“How will I fight then, Comrade Captain?” My helmet clamped awkwardly under one arm, I looked at my artificial leather boots, two sizes too big, and had the distinct thought: All dressed up, and no way to fight.
“For you new recruits, the main weapon for now will be the shovel.”
A shovel.
Not really a dramatic moment, is it? There isn’t a sweeping Prokofiev theme for a new recruit heroically digging trenches. But that was my entrance to the 25th Chapayev Rifle Division: a shovel rather than a rifle, and a disorganized scramble into a mass retreat rather than a headlong sprint toward glory.
One of the many ways in which real life is not like a film.
I WOULDN’T SHOOT a single bullet for nearly a month—and most of that month is only fragments in my memory. Clarity came to me with a trigger; before that it was chaos and clods of earth, confusion and clotted blood. Perhaps it’s different for the generals, the men commanding large military units who look at nice clean maps and see the bigger picture, the whole machine. For us cogs, only the earth directly under our boots is clear. I’d been flung headfirst into a welter of attacks and counterattacks, surges and retreats—I marched, I obeyed every order shouted at me, I learned to stop flinching at the sound of artillery overhead. What I didn’t learn was how to fight, even as battles raged the entire length of our borders. There was no time to catch my breath or even learn the name of the man marching beside me, much less fight.
Fragments.
I remember the regiments traveling in the day and in the night once we began the scrambling retreat across the Black Sea steppes—trucks, horse-drawn carts, on foot. I remember tumbling down to sleep at night fully dressed, too exhausted to watch my back, though it didn’t matter because in such chaos the men in my company had no energy to register that Comrade Private Pavlichenko was female, much less do anything about it. I remember the steppe as it looked on the warm summer nights, spread out on both sides of the road like an opened book—and how it looked in the day, booming with cannon volleys, pricked everywhere by fires, the smell of burnt gunpowder lingering bitterly in the nose. I remember civilians retreating with us, whole caravans of factory workers and equipment; farmers prodding herds of livestock from the collective farms; women and children trudging along with laden baskets and knapsacks, shuddering whenever a Focke-Wulf droned overhead.
I remember digging trenches with small sapper spades by the light of the moon, as long-range enemy artillery crackled. I remember realizing I’d been at the front a full month and hadn’t yet written my father. Belovs don’t retreat—yet we were retreating, burying our dead in bomb craters as we went. We were retreating in swaths all along our own diminishing border, falling back before the swastika.
I remember a field of wheat going up in billowing sheets of flame under a flight of German bombers; remember the twisted shells of burnt towns and fire-bombed machinery. The Junkers flying overhead would line up a cratered road crammed with walking families and strafe directly down the center—as my company was ordered off into the trees for cover. One blood-laced twilight, a rawboned woman whose cart had just been bombed to splinters spat at me when I came back to the road with the rest of my company. “To hell with you,” she hissed. “Why aren’t you fighting these bastards?” I remember lowering my eyes, shouldering my pack, and falling into formation, unable to say a word.

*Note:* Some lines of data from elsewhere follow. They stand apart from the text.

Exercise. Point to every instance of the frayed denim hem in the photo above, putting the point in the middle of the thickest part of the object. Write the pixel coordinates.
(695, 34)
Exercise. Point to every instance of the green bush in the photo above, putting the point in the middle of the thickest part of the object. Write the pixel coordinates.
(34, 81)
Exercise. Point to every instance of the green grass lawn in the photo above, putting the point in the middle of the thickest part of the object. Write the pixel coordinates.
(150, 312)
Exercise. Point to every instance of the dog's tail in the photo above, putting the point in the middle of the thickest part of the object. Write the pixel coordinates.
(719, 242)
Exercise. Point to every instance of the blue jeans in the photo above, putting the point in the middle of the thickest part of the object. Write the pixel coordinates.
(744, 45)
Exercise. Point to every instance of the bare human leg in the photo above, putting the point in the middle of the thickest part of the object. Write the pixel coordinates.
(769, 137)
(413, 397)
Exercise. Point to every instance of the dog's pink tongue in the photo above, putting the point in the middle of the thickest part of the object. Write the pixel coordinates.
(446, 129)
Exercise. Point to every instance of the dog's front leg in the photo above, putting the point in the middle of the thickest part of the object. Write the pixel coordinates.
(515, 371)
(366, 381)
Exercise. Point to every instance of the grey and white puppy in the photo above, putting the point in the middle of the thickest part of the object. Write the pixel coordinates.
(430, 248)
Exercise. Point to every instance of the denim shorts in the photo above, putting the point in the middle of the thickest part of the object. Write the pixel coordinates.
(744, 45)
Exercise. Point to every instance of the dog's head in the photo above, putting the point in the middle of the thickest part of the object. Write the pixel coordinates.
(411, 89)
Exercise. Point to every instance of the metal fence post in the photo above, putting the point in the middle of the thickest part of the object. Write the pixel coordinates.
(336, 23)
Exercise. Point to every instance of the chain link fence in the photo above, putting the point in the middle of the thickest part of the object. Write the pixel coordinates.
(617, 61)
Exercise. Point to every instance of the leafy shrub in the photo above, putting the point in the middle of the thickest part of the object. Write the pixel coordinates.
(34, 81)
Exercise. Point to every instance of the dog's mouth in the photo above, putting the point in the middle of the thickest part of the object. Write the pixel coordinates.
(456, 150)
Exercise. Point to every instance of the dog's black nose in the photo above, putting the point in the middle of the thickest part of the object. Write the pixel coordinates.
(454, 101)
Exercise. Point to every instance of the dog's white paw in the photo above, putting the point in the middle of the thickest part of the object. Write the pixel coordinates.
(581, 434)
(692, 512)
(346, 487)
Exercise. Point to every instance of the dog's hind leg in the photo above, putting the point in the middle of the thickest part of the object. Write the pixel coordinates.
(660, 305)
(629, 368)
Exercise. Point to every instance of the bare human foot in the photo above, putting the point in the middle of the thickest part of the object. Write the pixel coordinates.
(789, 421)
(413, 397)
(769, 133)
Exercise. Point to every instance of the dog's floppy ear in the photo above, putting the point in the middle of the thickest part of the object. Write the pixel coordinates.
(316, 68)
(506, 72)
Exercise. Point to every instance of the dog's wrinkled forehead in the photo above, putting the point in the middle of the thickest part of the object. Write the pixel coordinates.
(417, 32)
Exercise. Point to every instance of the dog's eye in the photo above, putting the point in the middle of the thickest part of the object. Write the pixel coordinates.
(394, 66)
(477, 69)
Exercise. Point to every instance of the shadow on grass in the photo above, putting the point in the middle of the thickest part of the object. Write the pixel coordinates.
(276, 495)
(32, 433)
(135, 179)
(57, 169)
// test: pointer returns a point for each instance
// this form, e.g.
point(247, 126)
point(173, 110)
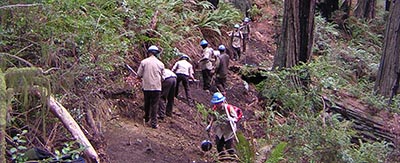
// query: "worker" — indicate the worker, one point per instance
point(184, 71)
point(150, 71)
point(225, 117)
point(221, 69)
point(167, 93)
point(206, 64)
point(245, 28)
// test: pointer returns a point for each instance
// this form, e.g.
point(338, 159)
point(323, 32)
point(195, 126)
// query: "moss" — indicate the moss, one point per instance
point(3, 113)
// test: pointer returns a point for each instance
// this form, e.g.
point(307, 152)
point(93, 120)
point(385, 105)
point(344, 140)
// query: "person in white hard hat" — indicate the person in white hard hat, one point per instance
point(150, 71)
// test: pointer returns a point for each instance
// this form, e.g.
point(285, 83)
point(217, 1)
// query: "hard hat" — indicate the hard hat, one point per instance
point(221, 47)
point(217, 98)
point(206, 145)
point(203, 42)
point(184, 56)
point(153, 48)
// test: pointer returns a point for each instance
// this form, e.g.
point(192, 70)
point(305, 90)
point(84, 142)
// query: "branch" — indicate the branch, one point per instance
point(19, 5)
point(18, 58)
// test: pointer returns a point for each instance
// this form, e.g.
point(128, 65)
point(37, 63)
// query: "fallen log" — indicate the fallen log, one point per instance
point(73, 127)
point(370, 126)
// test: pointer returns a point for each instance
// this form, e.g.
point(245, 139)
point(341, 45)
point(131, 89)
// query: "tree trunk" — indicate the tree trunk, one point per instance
point(3, 119)
point(389, 70)
point(346, 7)
point(327, 7)
point(365, 9)
point(387, 5)
point(296, 40)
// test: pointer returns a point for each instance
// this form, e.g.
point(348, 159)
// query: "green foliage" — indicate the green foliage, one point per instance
point(68, 153)
point(277, 153)
point(18, 151)
point(204, 111)
point(245, 149)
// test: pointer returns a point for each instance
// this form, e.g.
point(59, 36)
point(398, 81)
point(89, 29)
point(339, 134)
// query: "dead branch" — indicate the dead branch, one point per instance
point(73, 128)
point(18, 58)
point(19, 5)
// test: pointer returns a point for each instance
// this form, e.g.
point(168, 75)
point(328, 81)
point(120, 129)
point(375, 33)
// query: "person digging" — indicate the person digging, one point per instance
point(225, 117)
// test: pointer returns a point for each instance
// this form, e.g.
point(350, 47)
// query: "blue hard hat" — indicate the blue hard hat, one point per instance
point(221, 47)
point(217, 98)
point(206, 145)
point(184, 56)
point(153, 48)
point(203, 42)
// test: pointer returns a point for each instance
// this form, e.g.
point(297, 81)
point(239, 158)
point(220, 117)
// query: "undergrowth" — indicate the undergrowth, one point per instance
point(341, 63)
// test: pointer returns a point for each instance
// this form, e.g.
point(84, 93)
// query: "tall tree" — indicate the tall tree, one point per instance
point(296, 38)
point(365, 9)
point(3, 113)
point(387, 82)
point(387, 5)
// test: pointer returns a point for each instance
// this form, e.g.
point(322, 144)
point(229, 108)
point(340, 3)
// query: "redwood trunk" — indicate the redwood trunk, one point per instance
point(365, 9)
point(389, 70)
point(327, 8)
point(3, 120)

I remember the fear. Push it away, push it down, I told myself, but there was no pushing it away, it was everywhere: we lived fear, breathed fear, ate and drank and sweated fear. Every drone of German planes overhead could mean my end, and I had nothing to defend myself with but a shovel.
That changed on a July morning along the shattered, cratered hellscape that marked the Novopavlovsk to the Novy Artsyz line. The artillery fire had been sounding in waves; for the moment my regiment was dug in. Dug in, a pretty term for hiding, sheltering in makeshift trenches and stands of splintered trees, hunkering down on our heels every time another wave of deafening fire rolled through like the footsteps of a giant. The man sheltering next to me in our dugout slit of a trench was little more than a boy, freckled and earnest, fiddling so constantly with his rifle that I wanted to box his ears. Another surge of shellfire crashed; I laced my hands behind my neck and lowered my head, hissing at the boy to keep his head down. “Ride it out,” I shouted over the din, nearly choking on my own reflexive terror, “the attacks come in waves, it’s like childbirth—” but he just gave me a puzzled look. Of course he did; what a useless analogy to give a man, and I hunted for another one, but suddenly his face was a sheet of blood. He touched his forehead, looking even more puzzled, and I saw the side of his head had been cratered like an egg. He toppled slowly into me; I tried to support him, but he was too heavy, sliding down into the mud.